Delaney also took pride in revealing some of Canadian country music's more obscure tales.
"Canadian artist Hal Willis had a novelty hit with a song called The Lumberjack," he recalls. "He was from Rouyn, Québec: Hal and his wife Ginger Willis were big in the Canadian market here but were enticed to go to Nashville in the early '50s. After being there, they made their way as songwriters with hits, by Jim Reeves and Patsy Cline and all the major artists, but they were a Canadian husband-wife team. They were friends with Hank Snow and Hank was involved in getting them down to Nashville. When Hank did an Elvis tour, he had Hal Willis as an opening attraction. It never really gets much attention."
But his biggest reward throughout the years?

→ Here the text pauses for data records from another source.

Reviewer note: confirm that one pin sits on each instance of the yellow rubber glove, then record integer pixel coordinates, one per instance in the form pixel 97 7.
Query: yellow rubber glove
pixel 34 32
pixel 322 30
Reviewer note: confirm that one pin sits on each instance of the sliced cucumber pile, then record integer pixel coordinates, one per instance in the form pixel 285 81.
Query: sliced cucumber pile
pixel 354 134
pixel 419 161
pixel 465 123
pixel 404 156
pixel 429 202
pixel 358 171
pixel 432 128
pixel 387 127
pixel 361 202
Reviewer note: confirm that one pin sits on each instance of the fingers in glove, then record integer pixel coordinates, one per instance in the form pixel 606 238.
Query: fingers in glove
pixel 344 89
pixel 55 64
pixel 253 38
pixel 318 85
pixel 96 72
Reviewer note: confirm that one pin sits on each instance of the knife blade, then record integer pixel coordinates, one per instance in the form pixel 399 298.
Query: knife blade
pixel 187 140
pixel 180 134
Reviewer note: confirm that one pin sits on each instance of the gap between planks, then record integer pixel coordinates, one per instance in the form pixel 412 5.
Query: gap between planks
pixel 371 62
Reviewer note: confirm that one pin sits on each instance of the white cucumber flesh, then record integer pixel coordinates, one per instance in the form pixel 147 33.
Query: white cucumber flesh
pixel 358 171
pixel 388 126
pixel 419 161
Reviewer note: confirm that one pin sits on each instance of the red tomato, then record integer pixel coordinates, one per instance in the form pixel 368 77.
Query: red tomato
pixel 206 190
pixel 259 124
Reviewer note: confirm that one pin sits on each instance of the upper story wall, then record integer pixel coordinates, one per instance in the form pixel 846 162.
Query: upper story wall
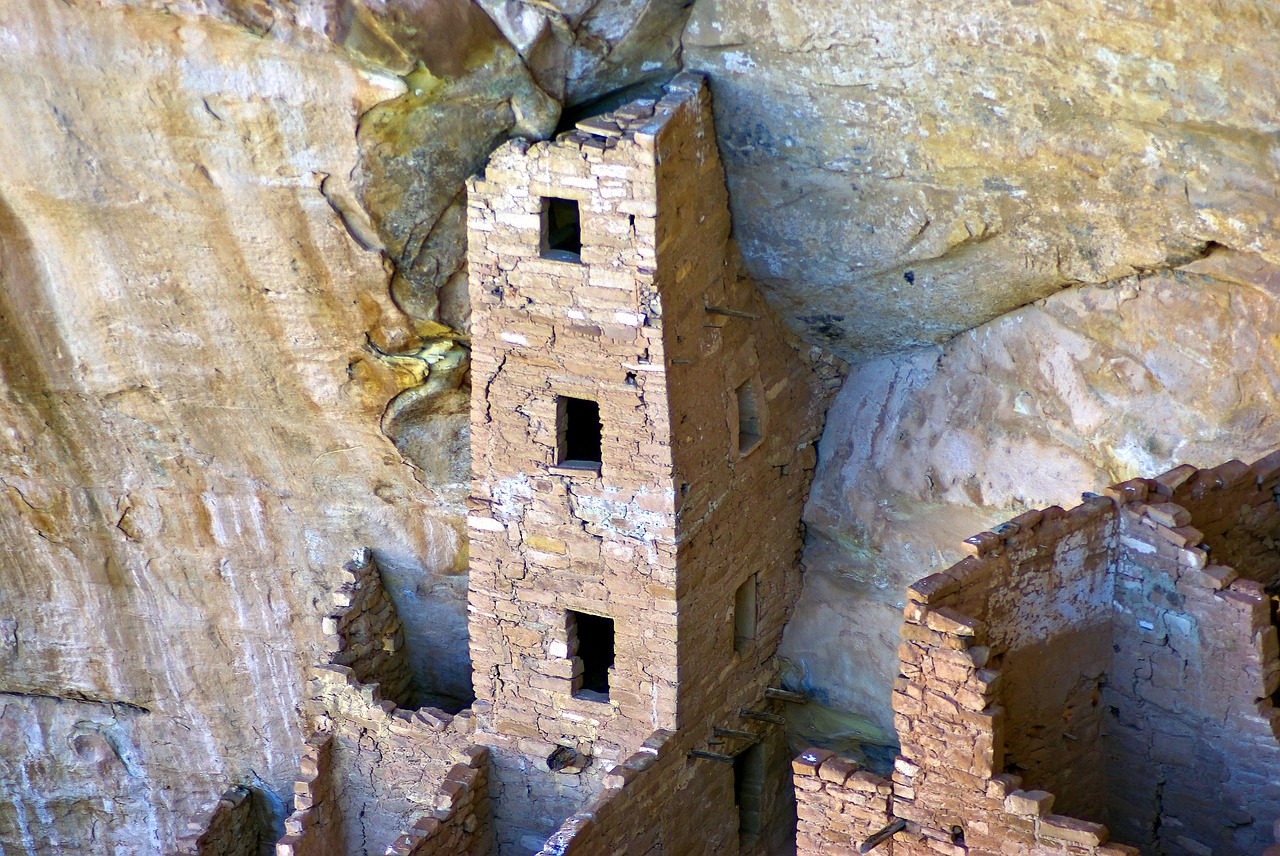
pixel 1159 721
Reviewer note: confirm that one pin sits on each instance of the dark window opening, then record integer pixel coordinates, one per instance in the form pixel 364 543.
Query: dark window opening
pixel 593 637
pixel 562 229
pixel 744 614
pixel 748 419
pixel 748 790
pixel 577 431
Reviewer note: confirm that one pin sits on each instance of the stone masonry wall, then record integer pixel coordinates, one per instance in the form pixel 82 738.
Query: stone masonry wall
pixel 462 822
pixel 1174 712
pixel 365 632
pixel 1193 744
pixel 315 825
pixel 233 827
pixel 371 768
pixel 547 539
pixel 656 324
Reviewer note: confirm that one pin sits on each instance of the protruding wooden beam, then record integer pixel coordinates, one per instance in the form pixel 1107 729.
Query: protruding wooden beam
pixel 732 314
pixel 882 836
pixel 736 735
pixel 762 715
pixel 786 695
pixel 711 756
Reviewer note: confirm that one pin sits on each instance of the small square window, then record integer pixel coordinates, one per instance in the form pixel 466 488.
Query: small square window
pixel 748 419
pixel 592 636
pixel 562 230
pixel 744 614
pixel 577 433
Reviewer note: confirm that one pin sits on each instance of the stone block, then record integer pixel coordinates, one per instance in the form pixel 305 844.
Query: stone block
pixel 1029 802
pixel 1073 831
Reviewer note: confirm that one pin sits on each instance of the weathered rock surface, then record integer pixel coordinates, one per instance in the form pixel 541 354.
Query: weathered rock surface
pixel 214 387
pixel 904 172
pixel 1080 390
pixel 191 411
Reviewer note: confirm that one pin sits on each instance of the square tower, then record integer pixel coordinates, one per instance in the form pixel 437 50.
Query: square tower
pixel 641 442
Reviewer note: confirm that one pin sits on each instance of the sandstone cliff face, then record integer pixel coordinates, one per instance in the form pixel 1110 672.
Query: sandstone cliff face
pixel 233 321
pixel 191 410
pixel 1083 389
pixel 904 172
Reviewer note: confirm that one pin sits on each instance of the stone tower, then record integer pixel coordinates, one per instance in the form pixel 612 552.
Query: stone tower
pixel 641 447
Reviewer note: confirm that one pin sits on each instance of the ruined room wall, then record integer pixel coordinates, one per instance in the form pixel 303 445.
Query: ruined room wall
pixel 1233 507
pixel 1043 590
pixel 739 503
pixel 387 763
pixel 544 539
pixel 462 820
pixel 1182 731
pixel 947 782
pixel 1192 740
pixel 316 823
pixel 839 806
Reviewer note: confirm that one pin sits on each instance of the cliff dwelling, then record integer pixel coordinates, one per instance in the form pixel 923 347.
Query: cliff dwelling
pixel 542 429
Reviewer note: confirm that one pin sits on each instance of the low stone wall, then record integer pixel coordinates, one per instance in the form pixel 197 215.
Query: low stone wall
pixel 1091 663
pixel 232 827
pixel 462 822
pixel 387 761
pixel 627 811
pixel 839 805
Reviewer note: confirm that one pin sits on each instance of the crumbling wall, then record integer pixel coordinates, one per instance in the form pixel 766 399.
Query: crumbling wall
pixel 232 827
pixel 371 768
pixel 365 632
pixel 1233 507
pixel 545 538
pixel 315 825
pixel 1042 590
pixel 1173 727
pixel 1193 738
pixel 653 323
pixel 462 820
pixel 841 806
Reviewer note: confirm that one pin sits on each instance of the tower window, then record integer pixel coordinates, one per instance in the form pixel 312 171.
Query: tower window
pixel 748 419
pixel 744 614
pixel 577 433
pixel 593 636
pixel 562 230
pixel 748 788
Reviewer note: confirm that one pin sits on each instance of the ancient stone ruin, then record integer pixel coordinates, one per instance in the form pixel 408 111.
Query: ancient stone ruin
pixel 1107 671
pixel 641 436
pixel 640 457
pixel 641 449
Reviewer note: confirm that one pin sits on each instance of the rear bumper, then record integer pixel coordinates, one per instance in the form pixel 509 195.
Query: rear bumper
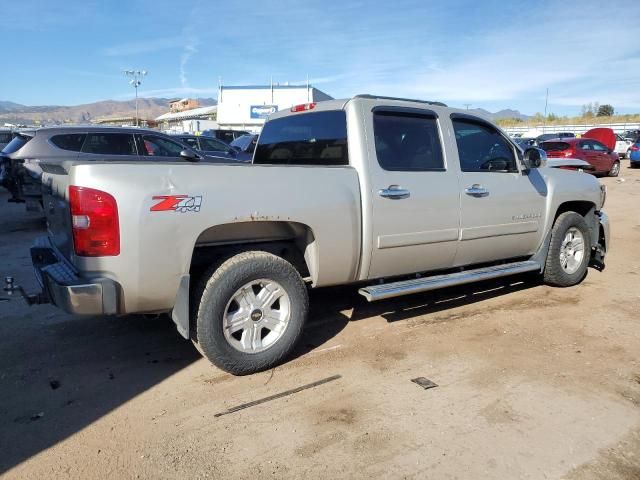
pixel 66 289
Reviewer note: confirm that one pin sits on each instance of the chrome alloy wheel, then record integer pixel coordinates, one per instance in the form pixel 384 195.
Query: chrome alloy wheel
pixel 257 316
pixel 572 251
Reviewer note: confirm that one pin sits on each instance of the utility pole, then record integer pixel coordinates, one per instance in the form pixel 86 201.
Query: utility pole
pixel 546 103
pixel 136 76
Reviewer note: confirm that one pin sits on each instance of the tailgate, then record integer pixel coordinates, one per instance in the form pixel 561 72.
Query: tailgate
pixel 55 183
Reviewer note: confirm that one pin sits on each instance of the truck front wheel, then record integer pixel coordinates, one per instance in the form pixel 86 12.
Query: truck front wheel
pixel 251 312
pixel 569 251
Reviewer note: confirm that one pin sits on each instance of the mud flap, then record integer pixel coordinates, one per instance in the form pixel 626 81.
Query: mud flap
pixel 180 312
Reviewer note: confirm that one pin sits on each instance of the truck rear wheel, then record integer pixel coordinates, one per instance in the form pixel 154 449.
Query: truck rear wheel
pixel 569 251
pixel 251 312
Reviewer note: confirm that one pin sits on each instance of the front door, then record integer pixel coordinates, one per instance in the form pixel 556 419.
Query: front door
pixel 502 208
pixel 414 198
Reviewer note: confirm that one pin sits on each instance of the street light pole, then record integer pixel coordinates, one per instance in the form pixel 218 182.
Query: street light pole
pixel 136 76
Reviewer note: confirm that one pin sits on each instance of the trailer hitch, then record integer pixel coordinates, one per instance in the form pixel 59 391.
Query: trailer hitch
pixel 32 299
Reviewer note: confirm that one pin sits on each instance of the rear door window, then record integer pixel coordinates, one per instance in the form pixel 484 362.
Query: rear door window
pixel 211 144
pixel 70 141
pixel 318 138
pixel 190 141
pixel 155 146
pixel 19 141
pixel 110 144
pixel 481 148
pixel 407 142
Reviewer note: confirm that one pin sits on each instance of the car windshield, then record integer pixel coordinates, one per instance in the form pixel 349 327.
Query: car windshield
pixel 554 146
pixel 19 141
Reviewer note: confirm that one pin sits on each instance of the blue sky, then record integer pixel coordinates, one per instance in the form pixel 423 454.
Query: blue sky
pixel 490 54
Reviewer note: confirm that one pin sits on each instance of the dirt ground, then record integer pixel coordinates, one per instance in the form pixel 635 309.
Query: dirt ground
pixel 533 383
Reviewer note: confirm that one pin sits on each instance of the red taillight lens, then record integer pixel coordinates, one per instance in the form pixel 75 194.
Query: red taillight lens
pixel 303 107
pixel 95 223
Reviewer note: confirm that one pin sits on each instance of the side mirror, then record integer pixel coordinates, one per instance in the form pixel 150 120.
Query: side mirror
pixel 534 158
pixel 189 155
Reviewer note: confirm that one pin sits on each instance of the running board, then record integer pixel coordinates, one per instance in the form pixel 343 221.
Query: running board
pixel 417 285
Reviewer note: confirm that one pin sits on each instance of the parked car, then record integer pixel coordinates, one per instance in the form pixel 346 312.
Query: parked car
pixel 5 137
pixel 245 146
pixel 208 146
pixel 603 159
pixel 634 154
pixel 623 146
pixel 526 142
pixel 23 157
pixel 631 135
pixel 226 135
pixel 340 192
pixel 549 136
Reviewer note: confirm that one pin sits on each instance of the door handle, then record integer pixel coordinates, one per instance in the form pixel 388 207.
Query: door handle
pixel 394 192
pixel 476 190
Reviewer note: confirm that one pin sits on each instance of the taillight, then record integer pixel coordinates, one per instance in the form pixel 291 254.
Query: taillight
pixel 303 107
pixel 95 224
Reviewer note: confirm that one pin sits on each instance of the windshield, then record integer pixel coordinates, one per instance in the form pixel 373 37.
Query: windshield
pixel 19 141
pixel 554 146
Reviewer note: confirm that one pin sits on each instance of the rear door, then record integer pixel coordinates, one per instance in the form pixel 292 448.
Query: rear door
pixel 502 208
pixel 414 194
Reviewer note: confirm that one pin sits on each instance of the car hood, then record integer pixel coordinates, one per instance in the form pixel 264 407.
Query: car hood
pixel 575 163
pixel 602 135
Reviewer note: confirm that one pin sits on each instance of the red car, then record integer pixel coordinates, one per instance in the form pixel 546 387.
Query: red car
pixel 595 147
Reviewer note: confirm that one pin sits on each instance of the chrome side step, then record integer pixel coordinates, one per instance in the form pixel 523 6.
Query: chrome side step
pixel 417 285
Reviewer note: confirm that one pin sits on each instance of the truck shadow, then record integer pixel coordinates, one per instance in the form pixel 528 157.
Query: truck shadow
pixel 59 374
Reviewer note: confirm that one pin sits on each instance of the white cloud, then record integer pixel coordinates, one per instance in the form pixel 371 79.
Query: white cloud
pixel 146 46
pixel 170 92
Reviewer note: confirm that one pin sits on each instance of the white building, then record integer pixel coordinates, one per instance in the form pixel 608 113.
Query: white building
pixel 194 120
pixel 247 107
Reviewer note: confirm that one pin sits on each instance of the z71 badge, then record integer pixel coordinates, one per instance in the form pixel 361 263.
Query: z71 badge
pixel 176 203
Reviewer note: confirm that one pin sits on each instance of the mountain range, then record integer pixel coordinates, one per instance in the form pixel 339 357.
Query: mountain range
pixel 15 113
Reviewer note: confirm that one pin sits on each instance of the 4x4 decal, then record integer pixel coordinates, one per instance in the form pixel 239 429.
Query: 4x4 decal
pixel 176 203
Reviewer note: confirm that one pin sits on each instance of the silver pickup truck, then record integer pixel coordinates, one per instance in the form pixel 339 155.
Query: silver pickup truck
pixel 397 196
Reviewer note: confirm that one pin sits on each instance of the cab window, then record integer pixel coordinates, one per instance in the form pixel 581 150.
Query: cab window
pixel 482 148
pixel 110 144
pixel 407 142
pixel 160 147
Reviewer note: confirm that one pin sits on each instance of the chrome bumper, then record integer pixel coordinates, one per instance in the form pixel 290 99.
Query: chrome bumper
pixel 66 289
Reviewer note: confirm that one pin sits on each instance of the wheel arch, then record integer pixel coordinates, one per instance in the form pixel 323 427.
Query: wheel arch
pixel 585 208
pixel 292 241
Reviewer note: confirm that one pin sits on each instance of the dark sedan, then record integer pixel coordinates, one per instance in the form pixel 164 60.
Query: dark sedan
pixel 208 146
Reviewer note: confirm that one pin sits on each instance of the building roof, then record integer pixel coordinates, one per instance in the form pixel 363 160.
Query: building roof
pixel 188 114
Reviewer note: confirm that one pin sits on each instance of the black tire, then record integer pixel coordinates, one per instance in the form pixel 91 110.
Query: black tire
pixel 218 288
pixel 615 169
pixel 554 274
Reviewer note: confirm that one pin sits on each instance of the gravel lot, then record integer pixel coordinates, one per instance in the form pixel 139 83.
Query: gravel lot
pixel 533 382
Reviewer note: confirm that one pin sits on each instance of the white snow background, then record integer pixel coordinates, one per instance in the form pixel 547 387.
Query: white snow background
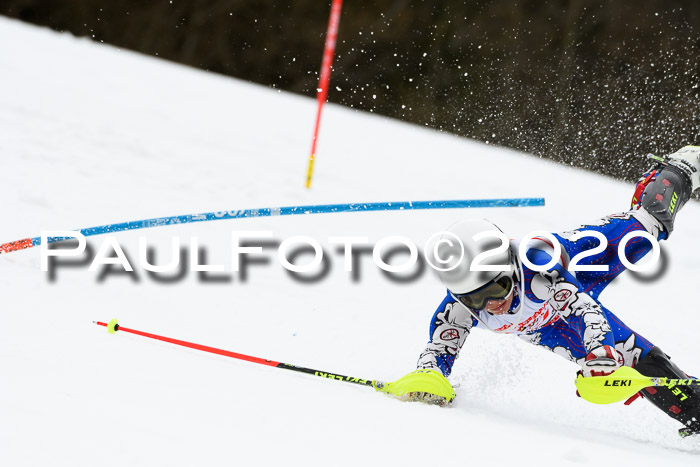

"The friendships are what still hold today," he says. "People like David Thompson and Ray Griff and Gary Buck and Mike Graham - we became such great friends and the friendships just held. The friendships are what I cherish the most."
The CMA Ontario Impact Award is giving Delaney some respite in an increasingly difficult life, which - aside from being complicated by his own health issues - also extends to Joanne, his wife of 57 years, who is living in long-term care and whom he visits daily, punctually, at 1 p.m.
"My wife being diagnosed with dementia is 10 times worse," says Delaney. "I visit her every day and it's just such a sad, heartbreaking thing that I don't even worry about my cancer and my pacemaker anymore.
"I dedicate this important award to my wife, Joanne, my very best friend. It brings tears to my eyes. It's such a wicked disease that I would go through cancer and heart disease 10 times over again if I could free her from that crap."